Project: Kairos

Buffered entropy architectures, 1/f noise coherence, and spectral integrity metrics for non-equilibrium systems.

entropy.occybyte.com   Visualizations

The Tool and the Paper

Kairos was built in 2025 as a 1/f-coherent entropy API. The ErisAPI layer powers randomness in Gatcha Gauntlet, Numbers, and Soulforger. The raw output passes the Dieharder test suite at 1GB (1 weak result). A full whitening pipeline (XOR cascade + Toeplitz) conditions the output for cryptographic suitability.

The research pitch deck for Kairos was awarded the 1517 Fund Medici Grant after due diligence.

Sparkle Kurtosis

During development, the raw FFT spectrum of ERIS output exhibited strong diagonal banding with distinct energy bands at ~0.8 entropy, while the core sat at ~0.92. The visual effect was unmistakable: the spectrum glittered like stars across the frequency bands. This was internally named "sparkle kurtosis" — a bicoherence signature in the raw output indicating persistent phase coupling across frequencies.

The whitening pipeline suppresses these energy bands by driving their amplitude toward zero (more leading zeros before the 0.8), but it does not destroy the underlying phase relationships that produce them. The phase coupling persists through whitening and HTTP transport. This means the randomness that reaches game clients still carries the 1/f phase structure that distinguishes it from pseudorandom sources like Math.random().

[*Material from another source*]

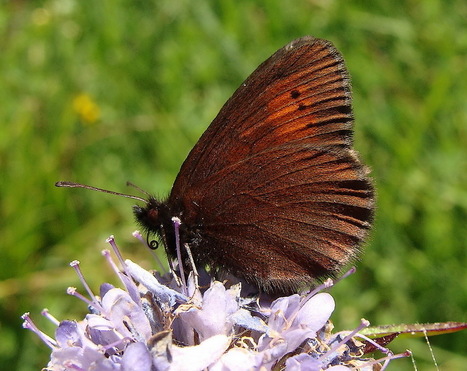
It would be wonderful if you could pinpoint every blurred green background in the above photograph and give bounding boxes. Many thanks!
[0,0,467,370]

Connection to the Preprint

The sparkle kurtosis observation from the tool (2025) directly informed the central thesis of Phase Coherence, Not Spectral Slope, Determines Recovery in Noise-Driven Bistable Systems (2026, Research Square). The paper formalizes what the FFT spectrum showed empirically: that structural coherence in complex systems depends on phase coupling (bicoherence), not amplitude distribution (spectral slope). The whitening pipeline's behavior — suppressing amplitude while preserving phase — is a concrete demonstration of this principle.

The tool came first. The paper came from understanding what the tool was already doing.